Python SDK

Using the SDK

The SDK can be installed:

pip install colivara_py

Then imported into your project:

from colivara_py import ColiVara

Essential Methods

search: Sends a query to the server.

The query species which collection to search within, the number of top results to return, and optional filters to refine the search. It returns the most relevant results based on the given parameters.

Parameters

  • query (str): The search query string. This value cannot be null or empty.

  • collection_name (str, optional): The name of the collection to search within. Defaults to "all", which searches across all collections.

  • top_k (int, optional): Specifies the maximum number of results to return. Defaults to 3.

  • query_filter (Dict[str, Any], optional): An optional filter to narrow down search results. Read more about Advance Filtering options here.

    • on (str): Specifies whether the filter applies to "document" or "collection".

    • key (str, List[str]]): A single key or a list of keys to match.

    • value (str, int, float, bool, List[str, int, float, bool]): The value(s) to match for the specified key(s).

    • lookup (str): Defines the matching condition. Options include "key_lookup", "contains", "contained_by", "has_key", "has_keys", and "has_any_keys".

Returns

  • QueryOut: An object that includes the search query and a list of relevant pages based on the specified parameters.

Exceptions

  • ValueError: Raised if the query is empty, the specified collection_name does not exist, or the query_filter is improperly configured.

Example

# searches for pages within the "my_collection" collection that contains
# content related to "Gemini" and are categorized under "AI".
# returns 5 tops results
results = client.search(
    query="Gemini",
    collection_name=my_collection,
    top_k=5,
    query_filter={
      "on": "document",
      "key": "category",
      "value": "AI",
      "lookup": "contains"
    }
)
create_collection:Creates a new collection

A collection is a storage within ColiVara server that your documents could be uploaded into for search purposes. A collection is created with a specified name and optional metadata.

Parameters

  • name (str): The name of the collection to be created. This value cannot be null or empty.

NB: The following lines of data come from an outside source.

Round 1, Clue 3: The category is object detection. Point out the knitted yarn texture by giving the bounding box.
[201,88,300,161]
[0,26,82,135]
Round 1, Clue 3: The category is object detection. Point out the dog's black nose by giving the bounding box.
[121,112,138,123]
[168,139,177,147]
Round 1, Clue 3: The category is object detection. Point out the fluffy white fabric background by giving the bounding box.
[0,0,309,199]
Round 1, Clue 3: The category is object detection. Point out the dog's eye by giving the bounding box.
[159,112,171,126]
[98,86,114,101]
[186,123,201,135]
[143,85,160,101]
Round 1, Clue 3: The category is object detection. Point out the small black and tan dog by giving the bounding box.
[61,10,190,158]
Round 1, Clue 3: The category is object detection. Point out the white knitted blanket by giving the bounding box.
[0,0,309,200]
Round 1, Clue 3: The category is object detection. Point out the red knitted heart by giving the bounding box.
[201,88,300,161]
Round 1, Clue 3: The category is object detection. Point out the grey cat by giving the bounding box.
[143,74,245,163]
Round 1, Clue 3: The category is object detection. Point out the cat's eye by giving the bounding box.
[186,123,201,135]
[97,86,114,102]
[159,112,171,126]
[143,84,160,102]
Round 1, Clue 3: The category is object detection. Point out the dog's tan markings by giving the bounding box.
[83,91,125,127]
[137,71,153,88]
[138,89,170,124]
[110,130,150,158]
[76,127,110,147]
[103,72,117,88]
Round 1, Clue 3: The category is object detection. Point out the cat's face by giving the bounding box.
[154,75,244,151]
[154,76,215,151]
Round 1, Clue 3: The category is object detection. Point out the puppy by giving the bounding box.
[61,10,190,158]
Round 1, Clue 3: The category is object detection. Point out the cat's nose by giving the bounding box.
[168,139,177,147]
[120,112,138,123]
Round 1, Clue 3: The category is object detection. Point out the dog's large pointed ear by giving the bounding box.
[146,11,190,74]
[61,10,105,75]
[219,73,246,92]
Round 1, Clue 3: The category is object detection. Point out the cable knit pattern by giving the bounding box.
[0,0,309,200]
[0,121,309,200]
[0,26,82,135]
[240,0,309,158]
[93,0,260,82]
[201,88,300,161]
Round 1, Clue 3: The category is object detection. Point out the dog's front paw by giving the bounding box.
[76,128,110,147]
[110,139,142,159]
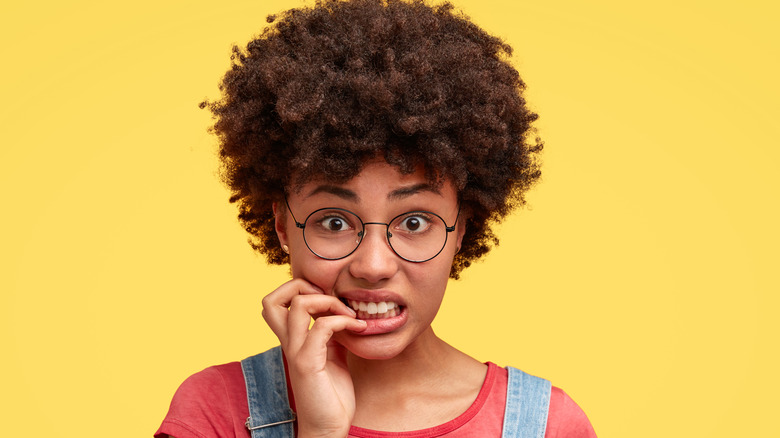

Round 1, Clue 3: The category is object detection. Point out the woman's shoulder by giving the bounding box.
[545,386,596,438]
[155,362,249,438]
[497,368,596,438]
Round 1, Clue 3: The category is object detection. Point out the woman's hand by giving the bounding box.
[263,279,366,438]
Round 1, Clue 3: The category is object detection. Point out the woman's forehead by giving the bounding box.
[295,161,455,202]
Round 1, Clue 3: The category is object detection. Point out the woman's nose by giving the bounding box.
[349,224,401,283]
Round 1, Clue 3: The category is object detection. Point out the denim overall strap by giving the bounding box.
[241,347,295,438]
[501,367,552,438]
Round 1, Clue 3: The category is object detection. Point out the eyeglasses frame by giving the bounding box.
[284,196,460,263]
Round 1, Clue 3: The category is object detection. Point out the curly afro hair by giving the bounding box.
[201,0,542,278]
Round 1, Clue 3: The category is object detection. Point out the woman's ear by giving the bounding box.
[272,202,289,252]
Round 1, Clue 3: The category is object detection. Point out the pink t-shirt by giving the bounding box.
[155,362,596,438]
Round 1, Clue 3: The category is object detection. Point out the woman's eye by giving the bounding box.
[320,217,349,231]
[400,216,430,233]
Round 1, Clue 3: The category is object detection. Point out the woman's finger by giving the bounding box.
[262,279,324,346]
[297,315,366,372]
[287,295,357,351]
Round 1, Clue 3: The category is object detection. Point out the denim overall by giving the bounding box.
[241,347,551,438]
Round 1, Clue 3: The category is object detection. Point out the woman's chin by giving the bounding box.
[334,332,412,360]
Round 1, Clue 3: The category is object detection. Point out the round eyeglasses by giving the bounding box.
[284,199,460,263]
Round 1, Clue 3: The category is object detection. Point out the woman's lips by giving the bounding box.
[337,290,409,335]
[351,307,409,336]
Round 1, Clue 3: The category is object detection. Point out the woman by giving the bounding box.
[157,0,595,438]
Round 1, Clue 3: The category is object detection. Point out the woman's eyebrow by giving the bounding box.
[387,183,441,200]
[304,184,360,202]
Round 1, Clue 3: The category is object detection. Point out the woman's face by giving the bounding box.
[274,161,464,359]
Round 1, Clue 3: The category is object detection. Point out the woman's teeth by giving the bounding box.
[349,300,401,319]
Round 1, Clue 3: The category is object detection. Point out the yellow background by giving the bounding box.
[0,0,780,437]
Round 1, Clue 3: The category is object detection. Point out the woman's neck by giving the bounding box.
[348,328,487,431]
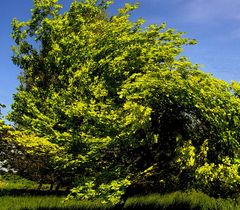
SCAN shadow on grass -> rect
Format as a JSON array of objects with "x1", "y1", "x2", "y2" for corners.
[{"x1": 0, "y1": 189, "x2": 69, "y2": 196}]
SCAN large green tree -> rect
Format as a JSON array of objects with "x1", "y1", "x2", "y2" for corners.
[{"x1": 9, "y1": 0, "x2": 240, "y2": 203}]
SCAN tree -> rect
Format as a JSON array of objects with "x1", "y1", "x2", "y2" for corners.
[{"x1": 9, "y1": 0, "x2": 240, "y2": 203}]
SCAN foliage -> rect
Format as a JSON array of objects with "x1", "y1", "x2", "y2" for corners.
[{"x1": 9, "y1": 0, "x2": 240, "y2": 203}]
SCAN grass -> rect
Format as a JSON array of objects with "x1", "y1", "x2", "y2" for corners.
[
  {"x1": 0, "y1": 196, "x2": 111, "y2": 210},
  {"x1": 125, "y1": 190, "x2": 240, "y2": 210},
  {"x1": 0, "y1": 175, "x2": 240, "y2": 210}
]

  • metadata (Dict[str, Any], optional): A dictionary containing metadata for the new collection. This is optional and can include any relevant key-value pairs.

Returns

  • CollectionOut: An object representing the newly created collection, including details such as its name and metadata.

Exceptions

  • Exceptionwith the message Conflict error: Raised if there’s a conflict, such as when a collection with the same name already exists.

Example

# searches for pages within the "my_collection" collection that contains
# content related to "Gemini" and are categorized under "AI".
# returns 5 tops results
results = client.search(
    query="Gemini",
    collection_name=my_collection,
    top_k=5,
    query_filter={
      "on": "document",
      "key": "category",
      "value": "AI",
      "lookup": "contains"
    }
)
upsert: Adds or updates a document.

This operation also supports adding metadata and providing document content through a URL, a base64-encoded string, or a file path.

Parameters

  • name (str): The name of the document to be added or updated. This value cannot be null.

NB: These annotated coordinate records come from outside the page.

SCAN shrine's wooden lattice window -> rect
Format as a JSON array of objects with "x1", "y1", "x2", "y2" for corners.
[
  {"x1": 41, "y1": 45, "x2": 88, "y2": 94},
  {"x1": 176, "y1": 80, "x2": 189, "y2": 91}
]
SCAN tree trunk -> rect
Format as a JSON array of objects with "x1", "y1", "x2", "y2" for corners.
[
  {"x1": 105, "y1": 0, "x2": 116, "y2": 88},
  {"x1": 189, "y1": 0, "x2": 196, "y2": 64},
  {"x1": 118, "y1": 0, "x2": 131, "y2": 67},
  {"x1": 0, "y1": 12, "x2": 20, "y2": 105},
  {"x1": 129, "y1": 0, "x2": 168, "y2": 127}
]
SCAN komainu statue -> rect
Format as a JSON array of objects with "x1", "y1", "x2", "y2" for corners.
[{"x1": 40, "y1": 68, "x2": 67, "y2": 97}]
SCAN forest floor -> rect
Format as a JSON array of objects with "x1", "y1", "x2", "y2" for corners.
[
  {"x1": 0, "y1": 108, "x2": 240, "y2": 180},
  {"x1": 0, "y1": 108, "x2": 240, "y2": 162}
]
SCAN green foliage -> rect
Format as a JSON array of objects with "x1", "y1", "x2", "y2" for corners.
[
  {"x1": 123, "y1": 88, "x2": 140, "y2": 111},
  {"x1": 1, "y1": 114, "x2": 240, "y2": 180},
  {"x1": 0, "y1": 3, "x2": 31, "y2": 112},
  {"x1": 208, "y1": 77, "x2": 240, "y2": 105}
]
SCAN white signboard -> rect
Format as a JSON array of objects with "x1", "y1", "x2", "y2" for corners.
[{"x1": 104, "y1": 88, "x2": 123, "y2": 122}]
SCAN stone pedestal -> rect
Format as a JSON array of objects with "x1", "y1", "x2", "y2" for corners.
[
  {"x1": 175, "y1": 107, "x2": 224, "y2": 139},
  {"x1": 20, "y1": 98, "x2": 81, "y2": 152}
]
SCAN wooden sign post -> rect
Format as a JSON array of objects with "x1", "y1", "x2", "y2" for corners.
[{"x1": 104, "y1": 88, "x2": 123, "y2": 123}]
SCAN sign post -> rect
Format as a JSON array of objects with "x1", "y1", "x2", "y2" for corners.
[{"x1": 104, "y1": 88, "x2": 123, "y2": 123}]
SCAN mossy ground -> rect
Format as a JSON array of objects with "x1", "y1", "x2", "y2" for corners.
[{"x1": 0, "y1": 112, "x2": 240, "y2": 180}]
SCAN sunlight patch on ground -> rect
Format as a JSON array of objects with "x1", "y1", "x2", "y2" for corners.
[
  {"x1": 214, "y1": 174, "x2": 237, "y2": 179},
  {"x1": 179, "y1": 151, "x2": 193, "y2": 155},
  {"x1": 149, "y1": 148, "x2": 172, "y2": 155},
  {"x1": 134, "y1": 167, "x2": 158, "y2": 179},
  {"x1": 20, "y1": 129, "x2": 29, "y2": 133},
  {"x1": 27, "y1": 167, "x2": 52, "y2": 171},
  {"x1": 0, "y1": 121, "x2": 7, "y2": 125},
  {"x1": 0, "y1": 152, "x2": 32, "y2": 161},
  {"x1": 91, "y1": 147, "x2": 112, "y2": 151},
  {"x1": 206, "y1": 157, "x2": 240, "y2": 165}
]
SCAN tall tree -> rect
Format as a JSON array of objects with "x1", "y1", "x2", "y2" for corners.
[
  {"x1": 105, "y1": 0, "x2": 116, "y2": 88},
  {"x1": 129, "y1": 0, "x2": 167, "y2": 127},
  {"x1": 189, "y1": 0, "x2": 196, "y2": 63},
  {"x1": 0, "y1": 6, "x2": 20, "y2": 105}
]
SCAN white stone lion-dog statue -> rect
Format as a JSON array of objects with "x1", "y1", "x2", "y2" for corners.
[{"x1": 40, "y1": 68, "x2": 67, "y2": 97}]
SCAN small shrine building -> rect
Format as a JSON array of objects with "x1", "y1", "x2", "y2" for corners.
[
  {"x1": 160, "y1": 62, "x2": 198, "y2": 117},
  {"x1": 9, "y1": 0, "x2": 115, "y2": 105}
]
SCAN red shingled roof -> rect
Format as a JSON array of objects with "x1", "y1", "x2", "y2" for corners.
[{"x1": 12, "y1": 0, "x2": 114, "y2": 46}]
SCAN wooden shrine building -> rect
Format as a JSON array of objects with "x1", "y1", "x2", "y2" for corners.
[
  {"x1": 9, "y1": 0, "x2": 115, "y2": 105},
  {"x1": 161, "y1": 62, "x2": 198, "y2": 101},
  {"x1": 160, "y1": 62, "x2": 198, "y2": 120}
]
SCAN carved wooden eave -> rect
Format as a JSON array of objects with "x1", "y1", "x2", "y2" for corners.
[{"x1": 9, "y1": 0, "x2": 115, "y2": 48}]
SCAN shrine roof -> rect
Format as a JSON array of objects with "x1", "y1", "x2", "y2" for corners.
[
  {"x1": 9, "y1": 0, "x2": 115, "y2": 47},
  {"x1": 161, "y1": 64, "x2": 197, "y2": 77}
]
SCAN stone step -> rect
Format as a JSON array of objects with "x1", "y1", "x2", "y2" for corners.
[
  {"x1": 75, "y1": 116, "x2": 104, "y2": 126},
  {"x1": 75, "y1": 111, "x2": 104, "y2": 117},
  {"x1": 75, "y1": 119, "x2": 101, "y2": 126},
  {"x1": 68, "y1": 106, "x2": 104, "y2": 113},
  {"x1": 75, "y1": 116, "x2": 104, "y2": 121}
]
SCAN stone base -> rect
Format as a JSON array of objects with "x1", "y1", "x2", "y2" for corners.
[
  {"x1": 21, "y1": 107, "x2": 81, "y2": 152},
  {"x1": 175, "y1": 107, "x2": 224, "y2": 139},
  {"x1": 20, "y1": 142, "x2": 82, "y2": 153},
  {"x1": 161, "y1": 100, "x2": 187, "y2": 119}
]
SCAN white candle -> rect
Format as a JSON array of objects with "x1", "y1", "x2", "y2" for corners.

  • metadata (Dict[str, Any], optional): Additional metadata for the document, such as tags or descriptive information.

  • collection_name (str, optional): The collection to add the document to. Defaults to "default collection".

  • document_url (str, optional): The URL of the document if it’s available online.

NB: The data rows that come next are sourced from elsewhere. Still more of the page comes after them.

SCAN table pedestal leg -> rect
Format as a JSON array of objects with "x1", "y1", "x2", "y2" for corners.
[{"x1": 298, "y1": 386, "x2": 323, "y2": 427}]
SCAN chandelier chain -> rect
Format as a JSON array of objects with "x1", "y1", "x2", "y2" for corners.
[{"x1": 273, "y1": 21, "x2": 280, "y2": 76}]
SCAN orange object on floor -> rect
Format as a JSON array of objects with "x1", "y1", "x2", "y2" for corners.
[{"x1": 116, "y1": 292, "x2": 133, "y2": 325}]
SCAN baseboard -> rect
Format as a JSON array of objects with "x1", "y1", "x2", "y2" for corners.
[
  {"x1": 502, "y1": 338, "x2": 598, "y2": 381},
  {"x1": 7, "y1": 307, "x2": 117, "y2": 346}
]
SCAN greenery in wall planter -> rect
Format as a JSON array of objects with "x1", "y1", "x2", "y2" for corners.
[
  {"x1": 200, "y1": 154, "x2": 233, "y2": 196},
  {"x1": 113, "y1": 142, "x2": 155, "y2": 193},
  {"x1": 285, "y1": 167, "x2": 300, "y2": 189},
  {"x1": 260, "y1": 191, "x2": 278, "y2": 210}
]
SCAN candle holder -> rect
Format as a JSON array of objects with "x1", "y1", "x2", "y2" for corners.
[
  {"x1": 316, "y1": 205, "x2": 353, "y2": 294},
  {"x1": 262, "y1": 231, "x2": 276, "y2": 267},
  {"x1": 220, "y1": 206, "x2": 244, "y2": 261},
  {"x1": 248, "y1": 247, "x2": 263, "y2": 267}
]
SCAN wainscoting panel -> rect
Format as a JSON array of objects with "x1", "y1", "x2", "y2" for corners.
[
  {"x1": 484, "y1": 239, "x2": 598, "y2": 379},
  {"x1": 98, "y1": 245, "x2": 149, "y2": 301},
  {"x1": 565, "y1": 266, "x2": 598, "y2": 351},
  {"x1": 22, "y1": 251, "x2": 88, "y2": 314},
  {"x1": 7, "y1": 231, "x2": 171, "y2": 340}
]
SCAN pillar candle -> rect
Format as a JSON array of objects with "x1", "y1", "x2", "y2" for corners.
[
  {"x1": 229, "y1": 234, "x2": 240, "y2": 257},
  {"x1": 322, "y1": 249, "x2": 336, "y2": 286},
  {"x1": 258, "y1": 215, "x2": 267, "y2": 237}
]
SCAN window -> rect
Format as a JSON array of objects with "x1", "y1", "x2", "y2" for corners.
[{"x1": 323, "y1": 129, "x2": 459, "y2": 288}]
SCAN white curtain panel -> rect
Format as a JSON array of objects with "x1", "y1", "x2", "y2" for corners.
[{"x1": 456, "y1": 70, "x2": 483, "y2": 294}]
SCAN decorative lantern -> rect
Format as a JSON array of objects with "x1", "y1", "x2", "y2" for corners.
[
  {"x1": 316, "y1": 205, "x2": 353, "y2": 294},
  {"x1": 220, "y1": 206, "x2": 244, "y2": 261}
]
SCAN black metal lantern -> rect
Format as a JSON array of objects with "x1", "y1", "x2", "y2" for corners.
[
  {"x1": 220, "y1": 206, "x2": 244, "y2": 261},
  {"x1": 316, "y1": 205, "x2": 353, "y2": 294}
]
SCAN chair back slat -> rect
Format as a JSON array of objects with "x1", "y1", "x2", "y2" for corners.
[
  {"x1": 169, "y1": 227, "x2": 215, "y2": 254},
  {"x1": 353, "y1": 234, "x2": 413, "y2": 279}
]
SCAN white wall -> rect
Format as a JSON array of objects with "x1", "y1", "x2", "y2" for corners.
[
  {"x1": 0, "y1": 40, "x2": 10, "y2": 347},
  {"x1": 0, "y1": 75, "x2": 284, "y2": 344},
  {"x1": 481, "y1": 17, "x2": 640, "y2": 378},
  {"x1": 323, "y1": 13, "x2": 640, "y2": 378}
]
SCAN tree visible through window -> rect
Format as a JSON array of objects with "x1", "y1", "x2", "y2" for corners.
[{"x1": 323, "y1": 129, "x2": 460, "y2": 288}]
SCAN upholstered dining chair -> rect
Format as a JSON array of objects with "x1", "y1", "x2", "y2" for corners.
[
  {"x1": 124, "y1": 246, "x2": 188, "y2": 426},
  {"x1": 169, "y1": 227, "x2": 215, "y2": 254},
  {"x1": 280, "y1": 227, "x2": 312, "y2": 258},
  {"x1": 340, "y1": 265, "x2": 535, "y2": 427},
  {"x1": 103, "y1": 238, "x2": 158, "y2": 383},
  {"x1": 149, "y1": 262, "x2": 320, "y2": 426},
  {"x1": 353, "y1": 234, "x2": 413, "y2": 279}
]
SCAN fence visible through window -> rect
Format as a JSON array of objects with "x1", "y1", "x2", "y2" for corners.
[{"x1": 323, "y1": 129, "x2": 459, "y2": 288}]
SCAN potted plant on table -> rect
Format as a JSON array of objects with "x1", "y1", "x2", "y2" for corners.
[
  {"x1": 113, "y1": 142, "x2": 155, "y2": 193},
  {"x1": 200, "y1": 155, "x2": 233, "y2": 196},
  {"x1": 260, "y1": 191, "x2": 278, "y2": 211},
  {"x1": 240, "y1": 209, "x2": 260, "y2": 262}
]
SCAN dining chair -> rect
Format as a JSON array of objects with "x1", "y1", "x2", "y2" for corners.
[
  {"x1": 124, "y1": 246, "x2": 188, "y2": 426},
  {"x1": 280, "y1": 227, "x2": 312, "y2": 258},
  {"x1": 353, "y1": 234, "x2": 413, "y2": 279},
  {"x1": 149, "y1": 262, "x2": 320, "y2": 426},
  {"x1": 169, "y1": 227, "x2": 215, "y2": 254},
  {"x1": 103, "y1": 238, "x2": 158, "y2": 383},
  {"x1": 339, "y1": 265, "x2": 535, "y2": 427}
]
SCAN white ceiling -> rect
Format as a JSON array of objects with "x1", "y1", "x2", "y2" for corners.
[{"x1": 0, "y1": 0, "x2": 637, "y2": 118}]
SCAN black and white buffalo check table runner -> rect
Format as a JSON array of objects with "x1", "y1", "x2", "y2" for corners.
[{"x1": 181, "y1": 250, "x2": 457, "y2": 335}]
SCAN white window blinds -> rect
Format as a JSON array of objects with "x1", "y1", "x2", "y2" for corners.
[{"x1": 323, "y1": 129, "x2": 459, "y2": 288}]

  • document_base64 (str, optional): The document content encoded in base64.

  • document_path (str, optional): The file path to the document, which will be read and converted to base64.

  • wait (bool, optional): If True, the method will be synchronous, which mean it will wait for the document processing to complete before returning, making . The default for this value is False, making asynchronous the default behavior .

Returns

  • DocumentOut: An object containing details of the created or updated document. This is returned for synchronous processing

  • GenericMessage: A message object returned if the document is accepted for processing .This is returned for asynchronous processing

Exceptions

  • ValueError: Raised if no valid document source (URL, base64, or file path) is provided, or if there is an issue with the file path.

  • FileNotFoundError: Raised if the specified file path does not exist.

  • PermissionError: Raised if there is no read permission for the specified file.

Example

# This code synchronously adds/updates an "AI Research Paper" document  in the "AI_Papers" collection
document = client.upsert_document(
    name="AI_Research_Paper",
    metadata={
        "category": "Machine Learning",
        "year": "2024",
        "author": "Dr. AI Researcher"
    },
    collection_name="AI_Papers",
    document_path="/path/to/AI_Research_Paper.pdf",
    wait=True
)
create_embedding: Generates embeddings on the processed images or text

Embeddings are vector representations of the data. This method can generate vectors on either image data, or on a text query. After generation, these vectors comparison is processed to generate query result.

Parameters

  • input_data (str, List[str]): A single string or a list of strings representing the data for which embeddings need to be generated. This could be text (for a query) or paths to image files.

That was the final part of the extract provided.